Le calcul de David Cameron

L'exemple le plus frappant en aura évidemment été les propos révélés ce samedi de David Cameron qui aurait menacé de ne pouvoir « garantir » le maintien du Royaume-Uni dans l'UE si Jean-Claude Juncker était porté à la tête de la Commission. La tactique du premier ministre britannique est limpide : il s'agit de durcir le ton pour répondre à l'irrésistible montée de l'UKIP. Un sondage publié par The Independent vendredi dernier révélait que plus de 80 % des électeurs UKIP lors des élections européennes envisageaient de voter UKIP lors des élections générales de l'an prochain. C'est clairement une raison de paniquer pour le locataire du 10 Downing Street, car alors le jeu politique anglais demeure un jeu à trois, avec le parti de Nigel Farage. Pour David Cameron, la priorité est donc de durcir le ton à Bruxelles pour ramener une partie des électeurs UKIP vers les urnes et de préparer, pourquoi pas ?, une coalition future avec les eurosceptiques pour demeurer premier ministre.

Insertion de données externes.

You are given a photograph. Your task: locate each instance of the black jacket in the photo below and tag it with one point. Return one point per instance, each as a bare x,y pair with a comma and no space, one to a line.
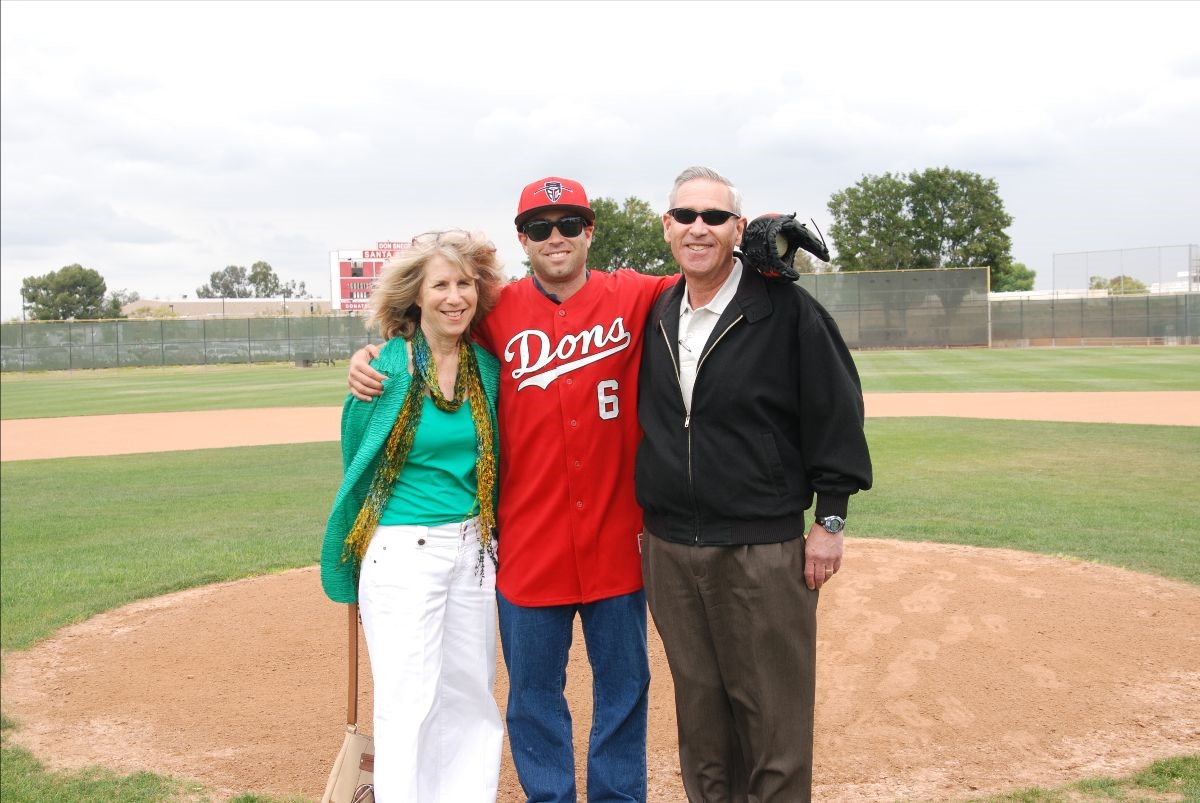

L'Europe est donc pour David Cameron un enjeu d'abord national. Sa « réforme » à la britannique, avec plus de subsidiarité, plus de libéralisme, serait surtout un triomphe qu'il pourrait arborer dans les rues de Brimingham ou de Southampton l'an prochain. Ce n'est donc pas un hasard s'il veut se faire entendre sur la question du président de la Commission, la plus urgente du moment.

La nécessité de l'action de Matteo Renzi

A l'autre extrémité de l'Europe, Matteo Renzi joue également gros avec « sa » réforme de l'UE. Son très bon score aux européennes (40,1 % des voix pour son parti, le PD) est une invitation à agir. Dans un pays où la confiance dans l'UE s'est effondrée ces deux dernières années et dont l'économie a beaucoup souffert des politiques d'austérité, Matteo Renzi a représenté l'espoir d'une « autre Europe », plus solidaire et plus soucieuse de la croissance. Voici pourquoi, à peine les urnes fermées dans la péninsule, le jeune loup de la politique italienne a promis que « l'Europe changerait. » Et il l'a répété toute la semaine dernière. Il est allé à Bruxelles afin de faire fléchir Angela Merkel, de lui faire enfin comprendre qu'une politique seulement axée sur la réduction des déficits ne permettra pas à l'Europe de profiter de la reprise.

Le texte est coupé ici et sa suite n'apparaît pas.